L'un de nos guides est le fils d'un chef louri nommé Kérim khan, dont les campements, suivant la saison, sont établis tout auprès de la Kerkha ou au pied des montagnes voisines de Dizfoul. Sur l'invitation du jeune homme, nous sommes entrés dans la tente de son père. On a apporté des pipes, du thé, du lait aigre, du pain chaud, que les hommes fabriquaient en couvrant d'une mince couche de pâte des plaques de cuivre rougies au feu; puis nous nous sommes remis en route après avoir échangé avec nos hôtes d'innombrables souhaits de bonheur. «Je suis votre frère», nous disait notre nouvel ami, et, pour rendre ses sentiments d'une façon expressive, il accrochait l'un à l'autre ses deux index. «Bien obligée, mon cher Mohammed, à la vie, à la mort; c'est chose conclue.»
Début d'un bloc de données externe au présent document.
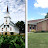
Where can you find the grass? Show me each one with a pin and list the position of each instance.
(37, 40)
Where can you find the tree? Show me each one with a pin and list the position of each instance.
(21, 26)
(46, 16)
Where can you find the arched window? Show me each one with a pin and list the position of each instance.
(10, 29)
(2, 29)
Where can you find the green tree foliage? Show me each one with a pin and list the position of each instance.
(12, 41)
(21, 26)
(46, 16)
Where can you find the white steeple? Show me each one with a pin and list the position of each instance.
(7, 18)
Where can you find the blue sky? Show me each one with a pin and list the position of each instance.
(16, 10)
(37, 9)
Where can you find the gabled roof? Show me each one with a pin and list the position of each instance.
(36, 21)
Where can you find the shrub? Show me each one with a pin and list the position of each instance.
(11, 33)
(12, 41)
(33, 30)
(5, 33)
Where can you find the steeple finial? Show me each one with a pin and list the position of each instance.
(7, 9)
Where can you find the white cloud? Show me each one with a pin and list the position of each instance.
(41, 3)
(16, 9)
(44, 14)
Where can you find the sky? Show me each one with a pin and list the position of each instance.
(37, 9)
(16, 10)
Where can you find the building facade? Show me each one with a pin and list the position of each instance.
(8, 26)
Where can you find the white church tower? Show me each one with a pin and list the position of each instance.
(7, 18)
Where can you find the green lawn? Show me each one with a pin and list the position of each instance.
(37, 40)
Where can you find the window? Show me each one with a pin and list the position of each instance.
(2, 29)
(10, 29)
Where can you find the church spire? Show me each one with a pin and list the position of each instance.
(7, 9)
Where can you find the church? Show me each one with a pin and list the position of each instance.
(8, 27)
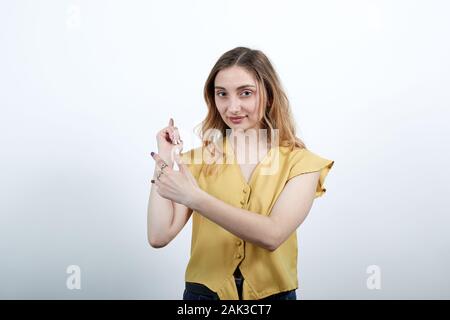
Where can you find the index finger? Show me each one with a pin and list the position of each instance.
(159, 161)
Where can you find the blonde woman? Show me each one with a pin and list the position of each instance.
(248, 187)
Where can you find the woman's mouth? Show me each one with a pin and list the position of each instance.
(237, 120)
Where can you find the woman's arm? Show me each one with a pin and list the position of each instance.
(165, 218)
(269, 232)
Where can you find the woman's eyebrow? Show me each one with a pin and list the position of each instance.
(240, 87)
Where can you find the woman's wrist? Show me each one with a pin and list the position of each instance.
(196, 197)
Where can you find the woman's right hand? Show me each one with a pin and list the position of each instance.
(169, 142)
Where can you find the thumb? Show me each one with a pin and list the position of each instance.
(180, 162)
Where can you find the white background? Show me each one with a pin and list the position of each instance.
(85, 86)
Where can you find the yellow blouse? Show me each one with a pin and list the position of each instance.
(215, 252)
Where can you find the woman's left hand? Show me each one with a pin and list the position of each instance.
(179, 186)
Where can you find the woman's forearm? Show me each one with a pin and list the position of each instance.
(247, 225)
(159, 217)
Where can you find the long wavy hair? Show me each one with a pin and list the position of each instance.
(274, 109)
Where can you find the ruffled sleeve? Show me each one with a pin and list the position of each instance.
(305, 161)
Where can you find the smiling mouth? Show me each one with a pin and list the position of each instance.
(237, 118)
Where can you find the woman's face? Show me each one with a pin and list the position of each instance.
(237, 98)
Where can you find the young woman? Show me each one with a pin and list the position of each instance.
(245, 213)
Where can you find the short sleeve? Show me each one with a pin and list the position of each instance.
(305, 161)
(193, 160)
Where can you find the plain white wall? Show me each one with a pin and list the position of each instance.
(85, 86)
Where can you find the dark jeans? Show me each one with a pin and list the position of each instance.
(192, 293)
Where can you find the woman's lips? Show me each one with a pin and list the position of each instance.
(237, 119)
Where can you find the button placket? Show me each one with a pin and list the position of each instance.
(245, 195)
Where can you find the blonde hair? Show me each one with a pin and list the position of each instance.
(275, 113)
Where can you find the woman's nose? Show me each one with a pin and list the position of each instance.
(235, 106)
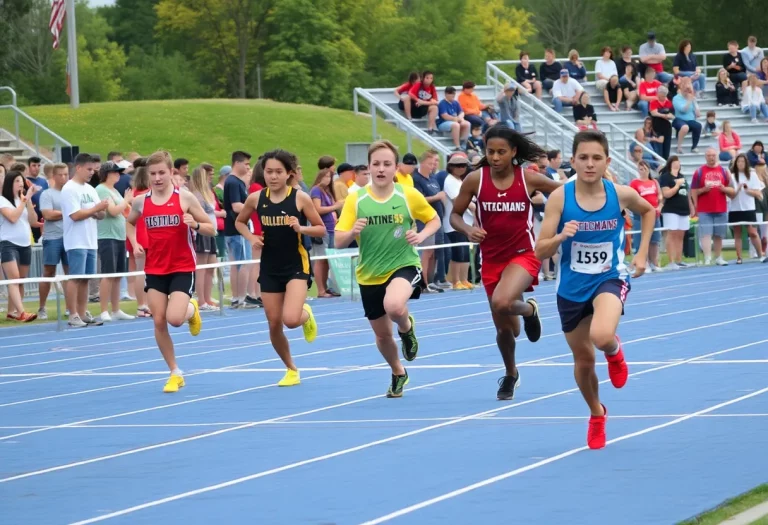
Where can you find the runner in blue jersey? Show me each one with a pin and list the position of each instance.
(583, 222)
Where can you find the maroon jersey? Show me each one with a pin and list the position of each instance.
(506, 216)
(170, 248)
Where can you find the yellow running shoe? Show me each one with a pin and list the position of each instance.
(310, 327)
(195, 322)
(174, 383)
(291, 378)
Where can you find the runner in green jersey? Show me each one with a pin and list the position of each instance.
(382, 217)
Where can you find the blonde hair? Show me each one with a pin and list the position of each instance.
(198, 183)
(160, 157)
(383, 144)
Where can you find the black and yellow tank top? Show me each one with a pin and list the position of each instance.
(283, 252)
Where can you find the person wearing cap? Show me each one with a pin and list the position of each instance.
(404, 173)
(653, 55)
(344, 181)
(111, 242)
(565, 92)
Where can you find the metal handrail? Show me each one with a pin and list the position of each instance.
(531, 101)
(409, 127)
(18, 112)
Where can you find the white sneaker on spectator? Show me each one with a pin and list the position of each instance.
(121, 316)
(76, 322)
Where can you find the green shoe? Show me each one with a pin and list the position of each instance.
(409, 345)
(398, 382)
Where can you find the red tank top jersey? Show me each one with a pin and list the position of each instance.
(169, 241)
(506, 216)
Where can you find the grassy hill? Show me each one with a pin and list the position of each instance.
(209, 130)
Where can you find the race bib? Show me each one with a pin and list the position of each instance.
(591, 258)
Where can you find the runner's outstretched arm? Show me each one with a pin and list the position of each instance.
(629, 198)
(549, 240)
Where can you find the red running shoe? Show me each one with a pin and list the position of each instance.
(617, 367)
(596, 430)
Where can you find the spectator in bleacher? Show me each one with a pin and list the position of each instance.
(346, 178)
(734, 65)
(605, 68)
(53, 242)
(676, 210)
(663, 114)
(742, 208)
(475, 111)
(424, 101)
(756, 153)
(685, 65)
(509, 107)
(205, 247)
(753, 100)
(648, 91)
(17, 216)
(584, 113)
(710, 189)
(403, 96)
(575, 67)
(328, 207)
(139, 186)
(111, 242)
(451, 117)
(729, 142)
(405, 170)
(458, 271)
(426, 183)
(362, 177)
(649, 189)
(725, 90)
(526, 75)
(81, 209)
(752, 56)
(550, 69)
(565, 92)
(653, 55)
(235, 193)
(613, 94)
(686, 115)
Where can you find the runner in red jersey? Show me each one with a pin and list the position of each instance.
(504, 229)
(169, 214)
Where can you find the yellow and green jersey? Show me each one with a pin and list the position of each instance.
(383, 247)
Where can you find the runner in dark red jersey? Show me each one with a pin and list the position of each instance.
(504, 229)
(168, 215)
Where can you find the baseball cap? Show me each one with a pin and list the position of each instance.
(409, 159)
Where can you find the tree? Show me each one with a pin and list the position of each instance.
(224, 35)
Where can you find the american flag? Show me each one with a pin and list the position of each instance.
(58, 10)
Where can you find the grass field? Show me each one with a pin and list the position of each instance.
(209, 130)
(732, 507)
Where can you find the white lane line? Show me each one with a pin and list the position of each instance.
(397, 437)
(532, 466)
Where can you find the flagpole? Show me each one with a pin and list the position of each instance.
(74, 97)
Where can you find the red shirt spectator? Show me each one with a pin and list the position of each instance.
(255, 216)
(714, 177)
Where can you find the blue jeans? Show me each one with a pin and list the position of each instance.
(81, 262)
(700, 84)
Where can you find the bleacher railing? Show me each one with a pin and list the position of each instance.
(28, 132)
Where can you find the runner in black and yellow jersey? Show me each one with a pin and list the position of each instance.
(382, 218)
(284, 276)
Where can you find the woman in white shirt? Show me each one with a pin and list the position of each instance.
(753, 100)
(605, 68)
(742, 208)
(17, 216)
(458, 271)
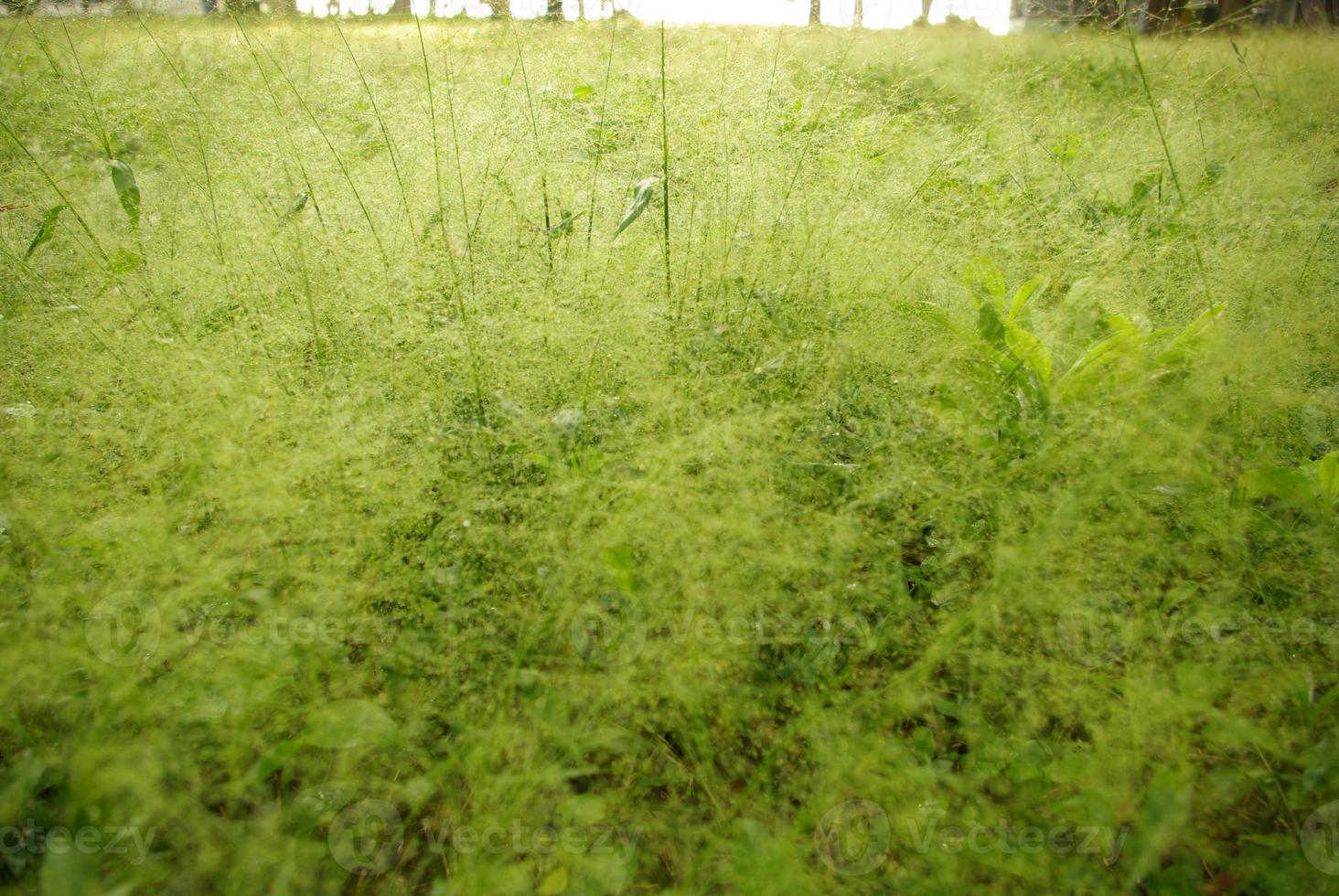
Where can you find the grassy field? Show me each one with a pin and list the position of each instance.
(937, 493)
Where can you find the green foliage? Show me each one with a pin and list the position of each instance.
(349, 517)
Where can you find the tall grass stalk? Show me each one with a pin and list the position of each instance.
(539, 144)
(1166, 155)
(599, 141)
(335, 155)
(386, 133)
(664, 166)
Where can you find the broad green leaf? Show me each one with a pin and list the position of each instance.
(127, 192)
(46, 229)
(989, 325)
(1275, 483)
(299, 202)
(1024, 293)
(1327, 477)
(640, 197)
(124, 261)
(1029, 350)
(564, 225)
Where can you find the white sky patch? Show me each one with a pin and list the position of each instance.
(879, 14)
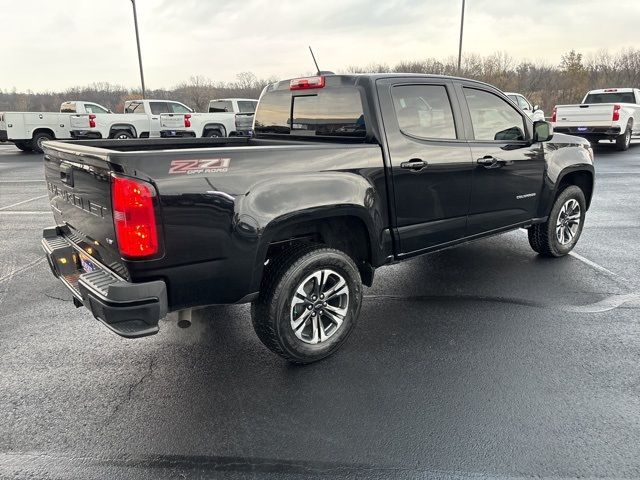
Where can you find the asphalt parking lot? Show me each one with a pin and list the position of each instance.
(483, 361)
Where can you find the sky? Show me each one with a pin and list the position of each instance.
(51, 45)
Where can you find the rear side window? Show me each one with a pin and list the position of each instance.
(178, 108)
(613, 97)
(159, 107)
(424, 111)
(328, 112)
(221, 106)
(245, 106)
(493, 118)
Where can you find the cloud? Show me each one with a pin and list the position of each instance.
(53, 45)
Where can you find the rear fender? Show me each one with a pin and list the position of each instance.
(275, 205)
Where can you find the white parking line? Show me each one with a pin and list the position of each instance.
(594, 265)
(9, 275)
(26, 212)
(23, 202)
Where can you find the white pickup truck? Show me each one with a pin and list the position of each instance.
(27, 130)
(154, 118)
(606, 114)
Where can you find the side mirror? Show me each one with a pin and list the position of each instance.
(542, 131)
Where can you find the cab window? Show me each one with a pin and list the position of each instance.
(492, 118)
(159, 107)
(424, 111)
(178, 108)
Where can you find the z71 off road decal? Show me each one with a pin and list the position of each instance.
(190, 167)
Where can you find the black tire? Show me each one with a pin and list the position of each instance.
(543, 237)
(215, 133)
(624, 141)
(273, 310)
(24, 146)
(36, 141)
(121, 135)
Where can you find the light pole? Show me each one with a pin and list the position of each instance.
(135, 22)
(461, 32)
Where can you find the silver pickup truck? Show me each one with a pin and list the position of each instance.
(606, 114)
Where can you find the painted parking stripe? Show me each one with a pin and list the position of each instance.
(594, 265)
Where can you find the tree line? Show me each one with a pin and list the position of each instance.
(544, 84)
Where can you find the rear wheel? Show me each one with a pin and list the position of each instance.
(624, 141)
(309, 302)
(24, 146)
(121, 135)
(560, 233)
(38, 139)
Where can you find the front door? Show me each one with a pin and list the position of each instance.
(508, 168)
(431, 163)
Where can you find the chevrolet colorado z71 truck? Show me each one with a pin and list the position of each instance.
(346, 173)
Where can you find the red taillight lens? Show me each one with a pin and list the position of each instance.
(306, 83)
(134, 217)
(616, 113)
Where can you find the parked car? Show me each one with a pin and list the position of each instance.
(234, 105)
(243, 108)
(346, 174)
(606, 114)
(156, 118)
(27, 130)
(533, 111)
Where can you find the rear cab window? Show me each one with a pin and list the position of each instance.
(335, 110)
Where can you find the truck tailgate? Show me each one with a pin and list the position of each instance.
(171, 121)
(585, 115)
(79, 188)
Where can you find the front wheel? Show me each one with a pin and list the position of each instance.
(560, 233)
(308, 304)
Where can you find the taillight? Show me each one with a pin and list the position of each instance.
(134, 217)
(306, 83)
(616, 113)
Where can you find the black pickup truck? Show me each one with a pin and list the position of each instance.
(346, 173)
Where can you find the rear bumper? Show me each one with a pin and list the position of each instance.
(128, 309)
(590, 132)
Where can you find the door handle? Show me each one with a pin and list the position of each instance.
(414, 164)
(488, 161)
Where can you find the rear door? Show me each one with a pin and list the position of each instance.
(508, 169)
(430, 161)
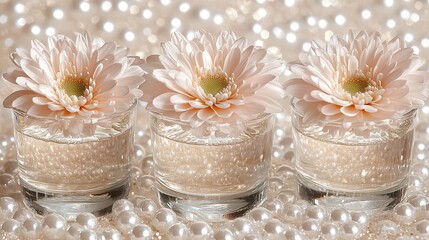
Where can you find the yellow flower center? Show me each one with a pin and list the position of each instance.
(356, 84)
(213, 84)
(74, 85)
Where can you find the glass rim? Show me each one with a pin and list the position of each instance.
(172, 119)
(405, 115)
(57, 118)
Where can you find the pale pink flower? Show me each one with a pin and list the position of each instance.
(66, 78)
(357, 78)
(216, 80)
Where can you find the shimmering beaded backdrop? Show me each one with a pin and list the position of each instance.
(285, 29)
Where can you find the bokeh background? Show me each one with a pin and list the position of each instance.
(284, 27)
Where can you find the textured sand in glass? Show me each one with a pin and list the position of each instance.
(379, 165)
(212, 169)
(59, 165)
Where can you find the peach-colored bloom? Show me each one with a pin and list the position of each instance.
(67, 78)
(217, 80)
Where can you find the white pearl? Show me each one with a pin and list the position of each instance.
(340, 215)
(350, 230)
(54, 226)
(274, 228)
(122, 205)
(274, 205)
(30, 228)
(329, 230)
(178, 231)
(223, 234)
(8, 206)
(241, 226)
(10, 225)
(259, 215)
(145, 207)
(360, 217)
(74, 230)
(286, 196)
(311, 227)
(147, 165)
(422, 228)
(293, 234)
(292, 213)
(126, 221)
(110, 234)
(405, 213)
(200, 230)
(315, 212)
(163, 219)
(87, 220)
(22, 214)
(387, 227)
(88, 234)
(141, 232)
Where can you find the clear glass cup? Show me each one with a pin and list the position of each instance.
(74, 165)
(365, 168)
(210, 175)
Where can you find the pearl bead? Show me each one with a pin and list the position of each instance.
(87, 220)
(74, 230)
(315, 212)
(145, 207)
(405, 213)
(241, 226)
(387, 227)
(122, 205)
(292, 213)
(275, 206)
(8, 206)
(286, 196)
(54, 226)
(275, 183)
(274, 228)
(163, 219)
(350, 230)
(141, 232)
(22, 214)
(126, 221)
(293, 234)
(340, 215)
(310, 227)
(147, 165)
(10, 225)
(329, 230)
(200, 230)
(30, 228)
(359, 217)
(259, 215)
(110, 234)
(88, 234)
(223, 234)
(178, 231)
(422, 228)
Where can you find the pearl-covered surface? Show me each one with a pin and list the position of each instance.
(285, 28)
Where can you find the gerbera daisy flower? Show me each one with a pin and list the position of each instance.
(357, 78)
(217, 80)
(66, 78)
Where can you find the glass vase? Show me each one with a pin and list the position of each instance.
(74, 165)
(204, 175)
(364, 168)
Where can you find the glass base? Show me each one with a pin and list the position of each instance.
(370, 201)
(211, 208)
(70, 204)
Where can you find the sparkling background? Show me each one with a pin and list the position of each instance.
(285, 28)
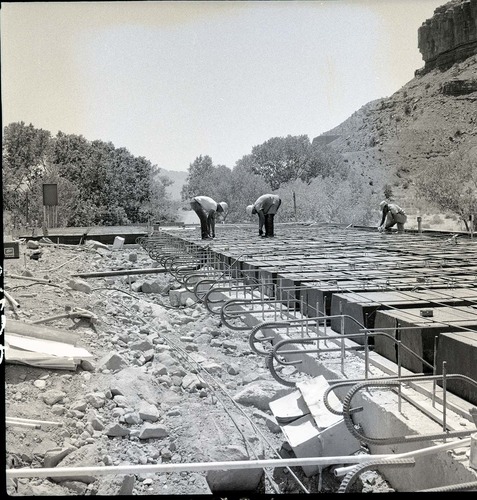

Autour du campement s'étendent de verts pâturages et de grands champs semés en blé; au delà, longeant la route, maintenant frayée grâce au passage des caravanes, se présentent des multitudes de villages entourés de jardins qui témoignent de la fertilité du sol, quand elle est sollicitée par le travail et les arrosages. Nous marchons d'oasis en oasis, et bientôt Dizfoul s'offre à notre vue.
VUE DU PONT ET DE LA VILLE DE DIZFOUL. (Voyez p. [649].)
La ville, bâtie sur les bords de l'Ab-Dizfoul, torrent descendu des montagnes du Loristan, s'étend en amphithéâtre le long d'une rive très escarpée. Elle se présente sous l'aspect le plus gai; longtemps avant de l'atteindre, j'ai aperçu aux rayons d'un beau soleil couchant ses jardins, ses maisons aux terrasses étagées et le pont grandiose auquel Dizfoul doit son nom, le «pont de la Forteresse». Fondé, au dire des chroniqueurs iraniens, par Ardéchir Babégan, cet ouvrage est formé d'énormes piles construites, à la manière romaine, en béton revêtu d'une enveloppe de pierre de taille, tandis que ses plus vieilles arches, faites en briques et de style franchement persan, remontent à l'époque du sultan Saladin. A la nuit close nous laissons à notre gauche une lourde bâtisse, résidence d'été du gouverneur, et nous nous engageons sur le pont. La porte de la ville, située à son extrémité, est close depuis le coucher du soleil, et l'on refuse tout d'abord de l'ouvrir. Par bonheur on peut parlementer entre ses ais disjoints. Marcel met tout d'abord un bakchich dans la main du gardien; celui-ci trouve le présent insuffisant et, d'un geste plein de dignité, le restitue, avec l'espoir de le voir s'accroître.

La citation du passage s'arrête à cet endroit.